“Social engineering” describes the techniques used by criminals to manipulate people into doing what they want or providing information they shouldn’t. Social engineers look for information they can use to persuade their targets to cooperate, perhaps by gaining their trust or through the use of intimidation. These scammers can often find everything they need to succeed in a company’s website, in its employees’ social media posts, and auto-reply out-of-office voice and email messages.
Is your organization sharing too much?
About your website
Including on your public website the names, job titles, email addresses, and direct phone numbers of your key employees and supervisors is a bad idea. Scammers thrive on this kind of data. This is especially true if your site also includes things like information about other companies you do business with. Scammers will use the names, job titles, and email addresses of your employees to run scams that often victimize your organization and its customers.

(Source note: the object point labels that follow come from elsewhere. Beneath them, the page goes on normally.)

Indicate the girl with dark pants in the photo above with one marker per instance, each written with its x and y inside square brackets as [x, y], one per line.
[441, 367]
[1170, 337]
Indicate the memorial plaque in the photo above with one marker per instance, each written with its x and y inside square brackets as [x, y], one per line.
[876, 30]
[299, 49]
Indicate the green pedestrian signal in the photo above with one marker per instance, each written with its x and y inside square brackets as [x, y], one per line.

The victims’ losses can be significant, as was the case in 2018 when a Texas county government ended up paying $525,000 to a scammer impersonating a representative of a road construction contractor. In that case, the scammer spent a great deal of time building a trust relationship via email with a member of the office of County Treasurer whose name, title, and complete direct contact data were on the department’s public website. Per the perpetrator’s instructions, the treasurer’s office eventually redirected payments meant for the road contractor to a new account that belonged to the scammer. During this process, the scammer also impersonated a county employee, assuring the contractor, via a fake county email account, that the payments were being made, but they just hadn’t hit their bank account yet. By the time the scam was discovered, over a half-million dollars had been lost for good.
Out of office messages
Whether they are auto-reply emails or voicemail messages, your employees should be careful about what they share in their out-of-office messages. In some instances, what is good practice for your company is also good practice for your employees. They should avoid providing information like details about their vacation plans or stating that they will be out of town for a specific period of time. Not only will this tell a scammer how long the window of impersonation opportunity will be open, but it also lets criminals know when the best time frames are for burglarizing your employees’ homes.

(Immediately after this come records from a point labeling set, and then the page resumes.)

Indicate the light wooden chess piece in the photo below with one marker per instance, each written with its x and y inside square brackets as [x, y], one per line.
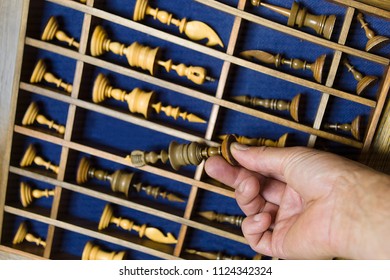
[30, 157]
[138, 101]
[40, 73]
[184, 154]
[222, 218]
[153, 234]
[281, 142]
[52, 30]
[374, 41]
[297, 16]
[32, 115]
[120, 181]
[144, 57]
[316, 67]
[27, 194]
[273, 104]
[363, 81]
[353, 127]
[93, 252]
[22, 234]
[195, 30]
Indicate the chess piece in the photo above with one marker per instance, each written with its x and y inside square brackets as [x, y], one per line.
[22, 234]
[27, 194]
[138, 101]
[195, 30]
[273, 104]
[298, 16]
[151, 233]
[374, 41]
[52, 30]
[184, 154]
[30, 157]
[32, 115]
[363, 81]
[120, 181]
[353, 127]
[297, 64]
[93, 252]
[281, 142]
[40, 73]
[144, 57]
[222, 218]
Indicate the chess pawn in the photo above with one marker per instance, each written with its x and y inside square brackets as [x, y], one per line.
[27, 194]
[120, 181]
[374, 41]
[30, 157]
[297, 16]
[22, 234]
[222, 218]
[143, 230]
[40, 73]
[93, 252]
[195, 30]
[138, 101]
[52, 30]
[144, 57]
[363, 81]
[281, 142]
[316, 67]
[273, 104]
[32, 115]
[353, 127]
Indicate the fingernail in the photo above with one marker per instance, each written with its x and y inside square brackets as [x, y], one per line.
[239, 147]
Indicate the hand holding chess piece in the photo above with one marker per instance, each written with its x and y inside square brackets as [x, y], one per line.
[195, 30]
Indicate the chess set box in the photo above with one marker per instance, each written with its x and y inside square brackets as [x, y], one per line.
[117, 104]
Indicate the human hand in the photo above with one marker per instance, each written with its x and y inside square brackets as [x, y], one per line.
[302, 203]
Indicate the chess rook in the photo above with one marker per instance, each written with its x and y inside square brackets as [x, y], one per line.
[93, 252]
[32, 115]
[40, 73]
[363, 81]
[27, 194]
[273, 104]
[52, 30]
[138, 101]
[153, 234]
[195, 30]
[316, 67]
[30, 157]
[300, 17]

There are some good rules to follow when setting up out-of-office messages. Email applications like Outlook offer the capability to send a separate message to those within your organization and send a less-detailed version to anyone outside the organization. Messages to outsiders should include only necessary details. They should indicate that the person is unavailable and will get back to the caller or email sender as soon as possible. In email out-of-office messages, it is a good idea to omit the employee’s work phone number. Omitting the number could prevent scammers from repeatedly calling to determine whether the person has returned. You may wish to create policies that address what is permissible to be shared in an out-of-office message and what is not.
Social media posts
Whether these are social media posts created by the company or those created by individual employees using their personal accounts, it is recommended that you establish policies regarding what is acceptable to post about the organization and what is not. Policy recommendations for social media usage include prohibiting the posting of company passwords, proprietary information, company account numbers, and any information to identify vulnerabilities. Examples could be including information about broken windows or unsecured entry points, details regarding technical security issues, information about employees having personal problems that may indicate they are vulnerable to being targeted, or derogatory comments about the organization.

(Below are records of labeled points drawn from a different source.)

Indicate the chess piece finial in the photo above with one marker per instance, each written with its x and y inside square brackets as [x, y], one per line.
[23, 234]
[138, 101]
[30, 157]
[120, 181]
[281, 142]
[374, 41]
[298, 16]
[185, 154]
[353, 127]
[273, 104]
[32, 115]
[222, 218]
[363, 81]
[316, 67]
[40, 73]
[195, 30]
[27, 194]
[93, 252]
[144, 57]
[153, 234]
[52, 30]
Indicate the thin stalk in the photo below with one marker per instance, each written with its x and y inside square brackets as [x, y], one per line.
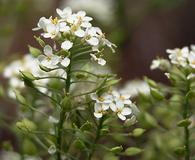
[98, 135]
[62, 115]
[186, 129]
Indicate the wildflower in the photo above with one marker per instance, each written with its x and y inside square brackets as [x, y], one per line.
[120, 109]
[100, 109]
[66, 45]
[179, 56]
[191, 59]
[100, 61]
[122, 98]
[49, 60]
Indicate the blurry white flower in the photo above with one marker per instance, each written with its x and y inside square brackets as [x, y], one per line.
[51, 119]
[52, 149]
[49, 60]
[100, 108]
[178, 56]
[66, 45]
[134, 87]
[65, 13]
[191, 59]
[120, 109]
[104, 12]
[122, 98]
[100, 61]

Without a second thought, people routinely overshare on social media, providing information that can be used against them and others. Finding names, contact numbers, email addresses, and job titles of key organizational employees on companies’ public websites is not unusual. And, without having any way of knowing who will call or email, employees will proudly announce in their out-of-office messages that they are going to the Bahamas for two weeks. Unfortunately, all of these common behaviors and practices create vulnerabilities that are successfully exploited by social engineers. The best defense against these scammers is an educated workforce. This, along with a set of policies that employees are required to follow, can help prevent scams like the one in Texas from being successful.